Tissue or disease working practice diverging from the defaults? Contribute a profile — one Python file under `src/scellrun/profiles/`. See [`docs/contributing.md`](docs/contributing.md).

## Status

**v1.3 frozen surface — scRNA only.** v1.x is now in maintenance mode. Bug fixes and additive scRNA profiles only; no new public commands. Bulk RNA-seq, metabolomics, and proteomics extensions are deferred to a future v2.0; see [`ROADMAP.md`](ROADMAP.md).
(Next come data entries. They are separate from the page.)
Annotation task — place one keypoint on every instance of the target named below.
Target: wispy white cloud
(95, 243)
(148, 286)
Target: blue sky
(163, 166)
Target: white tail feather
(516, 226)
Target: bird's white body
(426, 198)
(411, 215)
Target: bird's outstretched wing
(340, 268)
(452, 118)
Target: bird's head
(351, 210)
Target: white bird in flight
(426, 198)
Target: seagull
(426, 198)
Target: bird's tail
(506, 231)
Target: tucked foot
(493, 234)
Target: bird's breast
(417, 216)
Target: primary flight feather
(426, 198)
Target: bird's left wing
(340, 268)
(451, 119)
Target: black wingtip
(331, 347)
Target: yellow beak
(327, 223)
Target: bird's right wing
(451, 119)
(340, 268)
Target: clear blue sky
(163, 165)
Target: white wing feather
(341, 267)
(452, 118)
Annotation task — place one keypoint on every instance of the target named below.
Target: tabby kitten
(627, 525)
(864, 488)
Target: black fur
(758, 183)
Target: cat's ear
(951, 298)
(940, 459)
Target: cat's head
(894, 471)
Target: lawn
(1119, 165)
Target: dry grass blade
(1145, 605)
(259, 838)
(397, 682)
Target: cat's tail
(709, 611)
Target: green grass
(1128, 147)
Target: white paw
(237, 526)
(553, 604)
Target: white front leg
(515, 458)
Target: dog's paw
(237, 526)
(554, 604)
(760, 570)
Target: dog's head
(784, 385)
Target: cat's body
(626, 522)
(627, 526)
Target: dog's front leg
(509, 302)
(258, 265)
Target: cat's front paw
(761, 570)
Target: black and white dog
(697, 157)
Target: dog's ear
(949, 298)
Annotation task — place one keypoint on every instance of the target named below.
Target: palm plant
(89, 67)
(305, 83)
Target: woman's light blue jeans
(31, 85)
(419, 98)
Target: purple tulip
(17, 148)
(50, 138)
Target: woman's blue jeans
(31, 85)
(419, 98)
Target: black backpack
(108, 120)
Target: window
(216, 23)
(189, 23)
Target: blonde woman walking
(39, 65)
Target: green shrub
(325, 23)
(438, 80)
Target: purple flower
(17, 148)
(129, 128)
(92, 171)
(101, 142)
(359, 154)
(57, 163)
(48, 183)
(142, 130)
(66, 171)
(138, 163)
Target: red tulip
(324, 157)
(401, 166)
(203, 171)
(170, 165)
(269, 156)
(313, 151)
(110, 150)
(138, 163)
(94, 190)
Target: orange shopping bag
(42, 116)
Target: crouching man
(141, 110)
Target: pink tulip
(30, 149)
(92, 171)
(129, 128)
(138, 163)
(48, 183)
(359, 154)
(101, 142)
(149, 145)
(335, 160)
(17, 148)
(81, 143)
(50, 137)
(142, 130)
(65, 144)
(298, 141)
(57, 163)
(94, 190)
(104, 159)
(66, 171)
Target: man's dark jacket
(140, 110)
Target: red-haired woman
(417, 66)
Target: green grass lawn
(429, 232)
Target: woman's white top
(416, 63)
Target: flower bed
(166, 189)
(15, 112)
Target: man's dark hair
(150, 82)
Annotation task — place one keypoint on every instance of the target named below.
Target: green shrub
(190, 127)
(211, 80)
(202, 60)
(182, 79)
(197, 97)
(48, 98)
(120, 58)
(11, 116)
CLI surface (`qc` / `integrate` / `markers` / `annotate` / `analyze` / `review` / `export` / `profiles`) is locked for the v1.x series.

## Distribution

- **PyPI**: `pip install scellrun` ([pypi.org/project/scellrun](https://pypi.org/project/scellrun/))
- **ClawHub**: `clawhub install scellrun` for agent skills ([clawhub.ai/skills/scellrun](https://clawhub.ai/skills/scellrun))
- **Docker**: `docker pull ghcr.io/drstrangerujn/scellrun:latest` (v1.0+)

## License

MIT — see [`LICENSE`](LICENSE).

## Acknowledgements

Defaults trace back to the Liu-lab in-house R AIO pipeline and clinician-bioinformatics working practice for OARSI / musculoskeletal research. The Fan 2024 chondrocyte panel ships under the `joint-disease` profile.